Kejadian ini bermula ketika korban dari Tebingtinggi tiba di Medan, 9 Oktober lalu sekira pukul 03.00 WIB. Saat menunggu di Fly Over Amplas, korban didatangi doa orang pria yang menumpangi angkutan umum Rahayu dan langsung menuduh pelaku rampok. Selain itu, korban pun ditodongkan pisau oleh salah seorang pria tersebut.
Korban yang sadar kalau itu pelaku rampok, berusaha menghindar. Namun, seorang pelaku lainnya memukul ke arah kening korban dengan menggunakan sebuah besi. Tak ayal, Irwansah pun roboh bersimbah darah di lokasi. Selanjutnya, dengan kondisi tidak berdaya korban dimasukkan ke dalam angkot tersebut yang kemudian diendapkan di suatu tempat. Harta korban dikuras. Salah seorang pelaku meminta tebusan kepada keluarga korban dengan nilai Rp20 juta. Tapi, upaya meminta tebusan itu tak berhasil.
Selanjutnya, kedua pelaku meninggalkan korban di lokasi penyeekapan dengan keadaan mata dilakban dan tangan terikat dengan tali pinggan. Keeseokan harinya, korban dibantu warga sekitar berhasil melepas ikatan itu yang buntutnya melaporkan ke Polsekta Patumbak.

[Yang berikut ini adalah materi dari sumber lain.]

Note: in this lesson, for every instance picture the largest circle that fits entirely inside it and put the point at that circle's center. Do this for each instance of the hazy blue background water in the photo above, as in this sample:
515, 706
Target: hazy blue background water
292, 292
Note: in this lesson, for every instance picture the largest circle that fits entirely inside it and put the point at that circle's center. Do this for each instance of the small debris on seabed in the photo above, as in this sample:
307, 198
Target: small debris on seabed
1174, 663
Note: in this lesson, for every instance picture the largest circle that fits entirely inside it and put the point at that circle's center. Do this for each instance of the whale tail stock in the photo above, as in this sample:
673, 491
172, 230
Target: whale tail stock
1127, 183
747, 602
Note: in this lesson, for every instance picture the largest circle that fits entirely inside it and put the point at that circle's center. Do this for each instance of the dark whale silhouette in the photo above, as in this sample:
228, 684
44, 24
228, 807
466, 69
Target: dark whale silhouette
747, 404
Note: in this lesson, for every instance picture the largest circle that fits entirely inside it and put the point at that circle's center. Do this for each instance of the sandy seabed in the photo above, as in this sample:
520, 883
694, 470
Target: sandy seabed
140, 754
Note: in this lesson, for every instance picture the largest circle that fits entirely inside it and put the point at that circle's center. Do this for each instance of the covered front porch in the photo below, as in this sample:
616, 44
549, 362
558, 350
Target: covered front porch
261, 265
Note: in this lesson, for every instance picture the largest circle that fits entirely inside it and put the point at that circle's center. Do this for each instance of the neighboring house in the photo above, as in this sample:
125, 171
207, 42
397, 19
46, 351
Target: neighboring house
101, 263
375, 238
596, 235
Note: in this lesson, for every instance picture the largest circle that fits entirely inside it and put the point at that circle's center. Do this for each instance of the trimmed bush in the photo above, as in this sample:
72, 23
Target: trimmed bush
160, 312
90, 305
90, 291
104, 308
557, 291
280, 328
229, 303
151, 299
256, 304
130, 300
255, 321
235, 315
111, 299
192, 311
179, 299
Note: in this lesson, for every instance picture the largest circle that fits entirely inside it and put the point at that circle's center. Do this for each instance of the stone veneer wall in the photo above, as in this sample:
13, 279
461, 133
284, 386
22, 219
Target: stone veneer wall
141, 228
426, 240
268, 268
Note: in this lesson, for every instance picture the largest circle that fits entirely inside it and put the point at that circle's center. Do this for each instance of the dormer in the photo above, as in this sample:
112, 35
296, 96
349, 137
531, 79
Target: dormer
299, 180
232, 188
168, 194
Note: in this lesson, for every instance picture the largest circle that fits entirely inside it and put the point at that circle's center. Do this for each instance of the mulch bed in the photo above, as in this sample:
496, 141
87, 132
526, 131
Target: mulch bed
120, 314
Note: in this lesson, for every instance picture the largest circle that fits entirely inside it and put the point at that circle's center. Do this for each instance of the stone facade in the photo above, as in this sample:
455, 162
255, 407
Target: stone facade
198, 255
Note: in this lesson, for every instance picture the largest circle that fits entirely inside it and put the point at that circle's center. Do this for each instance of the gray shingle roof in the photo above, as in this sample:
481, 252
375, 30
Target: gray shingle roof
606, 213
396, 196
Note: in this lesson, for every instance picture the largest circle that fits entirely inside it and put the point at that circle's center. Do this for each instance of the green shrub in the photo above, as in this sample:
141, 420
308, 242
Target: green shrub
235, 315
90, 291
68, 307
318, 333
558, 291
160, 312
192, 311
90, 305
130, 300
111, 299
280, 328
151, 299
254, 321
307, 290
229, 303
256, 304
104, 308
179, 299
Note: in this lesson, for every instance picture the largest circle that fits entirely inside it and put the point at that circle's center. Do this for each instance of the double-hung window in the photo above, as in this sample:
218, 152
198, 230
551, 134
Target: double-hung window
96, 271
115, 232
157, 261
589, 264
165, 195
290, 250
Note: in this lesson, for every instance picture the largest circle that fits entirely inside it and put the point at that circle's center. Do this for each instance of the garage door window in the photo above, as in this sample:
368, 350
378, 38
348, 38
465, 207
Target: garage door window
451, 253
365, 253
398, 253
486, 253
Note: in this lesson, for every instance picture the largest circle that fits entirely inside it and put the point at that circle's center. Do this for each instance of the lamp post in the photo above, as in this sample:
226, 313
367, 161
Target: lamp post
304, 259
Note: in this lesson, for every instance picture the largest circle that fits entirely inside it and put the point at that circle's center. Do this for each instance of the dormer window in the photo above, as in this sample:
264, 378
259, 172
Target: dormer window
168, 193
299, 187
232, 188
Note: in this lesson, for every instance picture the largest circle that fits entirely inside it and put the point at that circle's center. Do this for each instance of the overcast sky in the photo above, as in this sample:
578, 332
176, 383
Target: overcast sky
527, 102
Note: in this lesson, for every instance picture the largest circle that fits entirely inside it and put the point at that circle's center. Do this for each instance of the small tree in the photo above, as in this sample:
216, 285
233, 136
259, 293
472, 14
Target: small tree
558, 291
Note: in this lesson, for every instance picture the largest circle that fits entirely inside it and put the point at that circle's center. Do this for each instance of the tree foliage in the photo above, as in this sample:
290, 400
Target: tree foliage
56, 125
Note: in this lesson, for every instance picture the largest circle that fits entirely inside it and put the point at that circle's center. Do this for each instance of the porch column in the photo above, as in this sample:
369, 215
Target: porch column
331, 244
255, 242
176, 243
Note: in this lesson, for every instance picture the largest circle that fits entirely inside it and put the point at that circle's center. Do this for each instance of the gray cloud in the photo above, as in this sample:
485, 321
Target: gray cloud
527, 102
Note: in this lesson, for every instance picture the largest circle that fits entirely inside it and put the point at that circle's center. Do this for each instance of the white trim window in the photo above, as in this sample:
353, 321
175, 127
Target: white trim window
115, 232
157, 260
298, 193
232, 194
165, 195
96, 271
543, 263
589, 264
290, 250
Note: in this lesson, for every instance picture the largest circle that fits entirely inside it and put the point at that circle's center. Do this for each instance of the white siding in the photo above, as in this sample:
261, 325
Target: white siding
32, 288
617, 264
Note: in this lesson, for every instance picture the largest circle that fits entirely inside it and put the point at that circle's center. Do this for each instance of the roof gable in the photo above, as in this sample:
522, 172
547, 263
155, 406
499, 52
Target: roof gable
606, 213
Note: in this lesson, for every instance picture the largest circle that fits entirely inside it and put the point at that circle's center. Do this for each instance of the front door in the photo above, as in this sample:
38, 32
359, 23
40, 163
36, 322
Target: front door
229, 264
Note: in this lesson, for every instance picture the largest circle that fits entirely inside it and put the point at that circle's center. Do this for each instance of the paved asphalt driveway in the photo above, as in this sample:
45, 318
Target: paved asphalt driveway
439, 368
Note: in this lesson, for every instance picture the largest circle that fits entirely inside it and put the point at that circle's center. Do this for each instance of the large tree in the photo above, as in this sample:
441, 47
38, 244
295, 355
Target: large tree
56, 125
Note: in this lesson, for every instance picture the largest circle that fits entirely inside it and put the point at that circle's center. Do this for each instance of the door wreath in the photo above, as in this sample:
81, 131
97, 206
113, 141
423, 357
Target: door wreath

Mendapat laporan, petugas kemudian melakukan penyelidikan ke TKP. Hasilnya, petugas berhasil mengidentifikasi kedua peelaku.
Tepat 10 Oktober 2016 sekira pukul 18.00 WIB, petugas pun berhasil meringkus satu pelaku, Buhalam Marbun. Ketika dilakukan pengembangan, petugas mengidentifikasi kalau pelaku lainnya bernama Monang Siregar.
Petugas terpaksa melepaskan tembakan ke kakinya lantaran mencoba melawan ketika akan ditangkap. Akibat luka tembak, Monang dilarikan ke RS Bayangkara guna mendapat perawatan Medis.
"Dari tangan pelaku, ditemukan 1 unit mobil angkutan umum Rahayu yang dipakai pelaku untuk melakukan aksi perampokan tersebut," ujar Kapolsekta Patumbak, AKP Afdhal Junaidi didampingi Kanit Reskrim AKP Fery Kusnadi, Kamis (20/10/2016) petang.
Afdhal melanjutkan, tersangka Monang juga terlibat kasus pencurian sepedamotor milik anggota Polri, Bripka Rotua Br Pasaribu dengan nomor LP/893/X/2016 Sek Patumbak Restabes Medan tanggal 17 Oktober 2016. Kepada petugas, Monang juga mencuri sepedamotor yang terparkir di Indo Grosir Jalan SM Raja Medan.
Kepada wartawan mengaku, sudah beberapa kali terlibat aksi perampokan di Medan. "Biasanya siap merampok, uangnya kami habiskan untuk foya-foya," aku mereka.